Has anyone ever considererd, that e.g. FedEx or UPS may own the written letters or christmas gifts I send through them to my friends? Of course not. However, when it comes to internet content, these
self-evident truths established as a common sense in modern society over years suddenly seem re-negotiable. Facebook now tried to strech this silent agreement to an extent which could be regarded as ridiculous - if it wasn't so outrageous.

As reported by The Consumerist Blog, Facebook silently amended their existing Terms of Use a few weeks ago by a statement which allows Facebook to

"use, copy, publish, stream, store, retain, publicly perform or display, transmit, scan, reformat, modify, edit, frame, translate, excerpt, adapt, create derivative works and distribute (through multiple tiers), any User Content you post"

through Facebook. Basically do everything they want with any personal message or photo you send to your friends, even after you have deleted your account.

The reasons I was outraged was twofold. On the one hand, this clearly is in stark contrast to any prior committments to protect the privacy of Facbook users as they try to establish a dangerous example how ownership over private data of users is misused for commercial purposes in open social networks.

But on the other hand I was furious because I still believe that social networks are the coolest thing that happend to the web in the last years. And by it's awesome usability and great ideas the Facebook application has the potential to set milestone standards for any private or corporate online networking environment in the years to come. However, by messing around with the most important capital they have - the trust of users - through such an outright stupid move Facebook risks that thousands if not millions of users turn their back not only at Facebook, but at the whole social networking approach as such. Simon Davies of Privacy International made a good point when he said that

"...it appears to be going down the same road as Google. Its halo is starting to slip. [...] Now, there are other kids on the block, like Twitter, Facebook can only survive a certain number of disasters like this. It will only last three years if it continues to make these errors".

I hope that this will not be the case though as I just like Facebook too much (the application, not the company that is).

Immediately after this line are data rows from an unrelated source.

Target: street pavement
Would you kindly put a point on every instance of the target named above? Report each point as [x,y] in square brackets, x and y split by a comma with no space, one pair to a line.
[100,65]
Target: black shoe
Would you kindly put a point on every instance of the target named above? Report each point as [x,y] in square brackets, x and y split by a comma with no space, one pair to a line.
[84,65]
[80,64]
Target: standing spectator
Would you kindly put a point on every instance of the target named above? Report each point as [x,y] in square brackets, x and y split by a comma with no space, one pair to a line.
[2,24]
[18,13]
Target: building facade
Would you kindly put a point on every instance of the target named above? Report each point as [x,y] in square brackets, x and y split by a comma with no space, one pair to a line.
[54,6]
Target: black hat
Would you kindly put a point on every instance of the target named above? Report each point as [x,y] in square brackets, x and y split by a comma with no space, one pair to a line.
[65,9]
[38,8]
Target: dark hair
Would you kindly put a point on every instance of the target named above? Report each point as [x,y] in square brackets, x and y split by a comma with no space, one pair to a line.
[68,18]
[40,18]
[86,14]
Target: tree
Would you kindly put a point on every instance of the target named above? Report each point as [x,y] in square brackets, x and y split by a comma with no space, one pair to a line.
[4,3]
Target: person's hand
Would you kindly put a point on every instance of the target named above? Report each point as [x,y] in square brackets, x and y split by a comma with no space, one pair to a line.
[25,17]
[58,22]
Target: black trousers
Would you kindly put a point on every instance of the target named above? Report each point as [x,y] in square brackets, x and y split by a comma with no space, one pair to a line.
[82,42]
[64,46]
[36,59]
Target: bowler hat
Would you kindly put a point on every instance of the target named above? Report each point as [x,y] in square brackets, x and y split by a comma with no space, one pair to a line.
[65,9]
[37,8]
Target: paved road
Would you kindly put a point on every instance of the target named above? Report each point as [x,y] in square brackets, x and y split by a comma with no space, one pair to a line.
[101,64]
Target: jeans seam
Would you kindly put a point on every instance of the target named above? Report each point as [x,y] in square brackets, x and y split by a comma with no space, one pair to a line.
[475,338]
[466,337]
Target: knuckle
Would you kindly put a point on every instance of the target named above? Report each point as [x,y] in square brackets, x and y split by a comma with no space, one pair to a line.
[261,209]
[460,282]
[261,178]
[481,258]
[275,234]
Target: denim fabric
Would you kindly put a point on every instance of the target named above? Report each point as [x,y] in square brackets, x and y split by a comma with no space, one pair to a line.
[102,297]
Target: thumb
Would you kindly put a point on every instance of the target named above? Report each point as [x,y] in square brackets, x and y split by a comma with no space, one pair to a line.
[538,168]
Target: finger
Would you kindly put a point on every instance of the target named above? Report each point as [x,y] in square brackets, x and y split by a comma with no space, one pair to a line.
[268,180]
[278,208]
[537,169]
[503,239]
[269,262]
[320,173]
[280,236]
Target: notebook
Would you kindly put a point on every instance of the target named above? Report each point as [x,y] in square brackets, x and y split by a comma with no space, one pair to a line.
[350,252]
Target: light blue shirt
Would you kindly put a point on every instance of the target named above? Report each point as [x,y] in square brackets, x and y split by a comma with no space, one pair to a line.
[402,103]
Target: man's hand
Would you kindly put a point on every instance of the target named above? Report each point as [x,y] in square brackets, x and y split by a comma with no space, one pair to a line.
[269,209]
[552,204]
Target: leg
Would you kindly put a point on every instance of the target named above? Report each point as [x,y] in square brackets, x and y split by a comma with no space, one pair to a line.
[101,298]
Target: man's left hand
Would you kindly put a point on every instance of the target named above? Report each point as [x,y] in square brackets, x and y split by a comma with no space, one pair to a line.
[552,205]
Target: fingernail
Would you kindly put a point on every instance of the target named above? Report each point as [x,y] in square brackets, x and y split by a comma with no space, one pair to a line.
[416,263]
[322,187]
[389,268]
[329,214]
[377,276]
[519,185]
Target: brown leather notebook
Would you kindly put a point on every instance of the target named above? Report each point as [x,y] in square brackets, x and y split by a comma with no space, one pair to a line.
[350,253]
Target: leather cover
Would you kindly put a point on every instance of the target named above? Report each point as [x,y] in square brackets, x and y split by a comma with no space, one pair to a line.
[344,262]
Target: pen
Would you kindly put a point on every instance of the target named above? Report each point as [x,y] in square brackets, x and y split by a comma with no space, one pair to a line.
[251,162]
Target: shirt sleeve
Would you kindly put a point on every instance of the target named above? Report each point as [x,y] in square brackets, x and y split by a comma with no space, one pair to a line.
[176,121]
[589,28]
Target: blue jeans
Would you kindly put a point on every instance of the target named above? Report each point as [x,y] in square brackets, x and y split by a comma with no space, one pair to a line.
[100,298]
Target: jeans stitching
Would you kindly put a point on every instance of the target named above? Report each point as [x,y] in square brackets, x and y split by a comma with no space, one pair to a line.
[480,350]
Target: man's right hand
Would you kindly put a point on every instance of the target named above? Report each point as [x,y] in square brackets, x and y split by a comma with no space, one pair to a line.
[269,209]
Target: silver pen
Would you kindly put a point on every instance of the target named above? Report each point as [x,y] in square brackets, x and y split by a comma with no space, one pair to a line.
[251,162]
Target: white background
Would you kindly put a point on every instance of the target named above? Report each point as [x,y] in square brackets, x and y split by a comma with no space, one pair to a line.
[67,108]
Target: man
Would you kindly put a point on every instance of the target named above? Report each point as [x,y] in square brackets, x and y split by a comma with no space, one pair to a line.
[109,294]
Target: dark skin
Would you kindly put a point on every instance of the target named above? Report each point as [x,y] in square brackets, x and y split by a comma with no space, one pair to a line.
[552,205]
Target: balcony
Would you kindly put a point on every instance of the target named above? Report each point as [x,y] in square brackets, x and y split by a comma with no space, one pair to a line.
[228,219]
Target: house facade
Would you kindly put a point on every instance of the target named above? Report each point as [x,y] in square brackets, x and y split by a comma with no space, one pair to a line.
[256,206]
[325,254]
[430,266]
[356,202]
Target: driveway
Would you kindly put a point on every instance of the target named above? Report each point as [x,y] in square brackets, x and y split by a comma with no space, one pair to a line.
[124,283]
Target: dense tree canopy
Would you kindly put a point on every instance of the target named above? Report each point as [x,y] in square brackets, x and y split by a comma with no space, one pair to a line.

But honestly, how stupid can you be? Following critical discussions around Google's greed for user data and about Facebook's own privacy settings in 2008, the reaction of the public was absolutely forseeable. It seems Facebook has learned nothing from the past as they once again clearly underestimated the power of the community itself. Within only a few days the Facebook group "People Against the new Terms of Service (TOS)" grew up to over 100.000 users and the group "Millions against Facebook's Terms of Service" gained over 2.000.000 members within weeks. It had actually been the first time that I invited ALL my 360 Facebook contacts to a group I've joined. And it was worth it.

Yesterday, Mark Zuckerberg announced the temorary withdrawl of the new policy and invited the community to participate in the formulation of a Bill of Rights for Facebook users online. A clear proof that the power of the crowd is very much alive. But the damage to the trust of users has already been done. I sincerely hope that this episode will not endanger the further adoption of social networking approaches in the coming time, as I still believe the potential of an open and networked knowledge society outweighs the pitfalls and loophole issues we are trying to sort out right now.